In deze zaak heeft het Gerechtshof Arnhem-Leeuwarden op 24 september 2024 uitspraak gedaan in hoger beroep over de uithuisplaatsing van een minderjarige, hierna te noemen [de minderjarige]. De moeder, verzoekster in hoger beroep, is het niet eens met de beslissing van de kinderrechter die op 16 mei 2024 een machtiging tot uithuisplaatsing heeft verleend. De minderjarige, geboren in 2022, staat onder toezicht van de gecertificeerde instelling (GI) Stichting Leger des Heils Jeugdbescherming & Reclassering en is sinds 16 mei 2024 geplaatst in een pleeggezin. De moeder heeft het gezag over [de minderjarige] en heeft hoger beroep ingesteld tegen de beschikking van de kinderrechter, waarin de GI de machtiging tot uithuisplaatsing is verleend.
Tijdens de mondelinge behandeling op 10 september 2024 heeft het hof de argumenten van beide partijen gehoord. De moeder verzoekt het hof om de beslissing van de kinderrechter ongedaan te maken en om de GI te bevelen onderzoek te doen naar de mogelijkheden voor haar om in [plaats1] te wonen, alsook om te bepalen dat de GI moet toewerken naar een terugplaatsing van [de minderjarige] bij haar. De GI verzet zich tegen deze verzoeken en pleit voor handhaving van de uithuisplaatsing.

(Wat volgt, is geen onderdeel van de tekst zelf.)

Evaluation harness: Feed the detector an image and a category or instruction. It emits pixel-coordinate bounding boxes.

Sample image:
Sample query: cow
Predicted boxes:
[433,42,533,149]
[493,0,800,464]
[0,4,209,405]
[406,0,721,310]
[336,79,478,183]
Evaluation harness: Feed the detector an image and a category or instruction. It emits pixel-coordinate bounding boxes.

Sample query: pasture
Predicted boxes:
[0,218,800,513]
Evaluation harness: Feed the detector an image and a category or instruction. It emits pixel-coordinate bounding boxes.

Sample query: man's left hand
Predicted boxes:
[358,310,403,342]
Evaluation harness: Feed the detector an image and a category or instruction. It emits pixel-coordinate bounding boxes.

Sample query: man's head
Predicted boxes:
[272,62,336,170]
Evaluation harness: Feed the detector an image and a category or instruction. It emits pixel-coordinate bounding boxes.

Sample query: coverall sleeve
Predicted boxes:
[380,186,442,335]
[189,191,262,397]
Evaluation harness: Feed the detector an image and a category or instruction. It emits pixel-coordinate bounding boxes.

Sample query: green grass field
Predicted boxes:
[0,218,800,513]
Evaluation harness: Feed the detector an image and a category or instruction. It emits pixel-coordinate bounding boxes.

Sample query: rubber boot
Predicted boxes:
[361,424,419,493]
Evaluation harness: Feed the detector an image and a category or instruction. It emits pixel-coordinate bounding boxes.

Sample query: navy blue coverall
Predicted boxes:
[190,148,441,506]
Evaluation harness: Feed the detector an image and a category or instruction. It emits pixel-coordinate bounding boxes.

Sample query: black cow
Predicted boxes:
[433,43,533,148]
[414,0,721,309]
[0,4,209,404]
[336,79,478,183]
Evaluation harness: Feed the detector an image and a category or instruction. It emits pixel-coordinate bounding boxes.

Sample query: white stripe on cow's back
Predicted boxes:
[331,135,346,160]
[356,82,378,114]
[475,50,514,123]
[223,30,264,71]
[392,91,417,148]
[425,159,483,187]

Het hof heeft de stukken en de argumenten van beide partijen zorgvuldig overwogen. Het hof concludeert dat de kinderrechter terecht heeft geoordeeld dat de uithuisplaatsing van [de minderjarige] noodzakelijk is voor haar verzorging en opvoeding. De moeder heeft in het verleden niet voldaan aan de afspraken die zijn gemaakt voor de terugplaatsing van [de minderjarige], wat heeft geleid tot de huidige situatie. Het hof bekrachtigt daarom de beschikking van de kinderrechter en wijst de verzoeken van de moeder af, met de opmerking dat er gewerkt moet worden aan een toekomst waarin de moeder weer in staat is om voor [de minderjarige] te zorgen.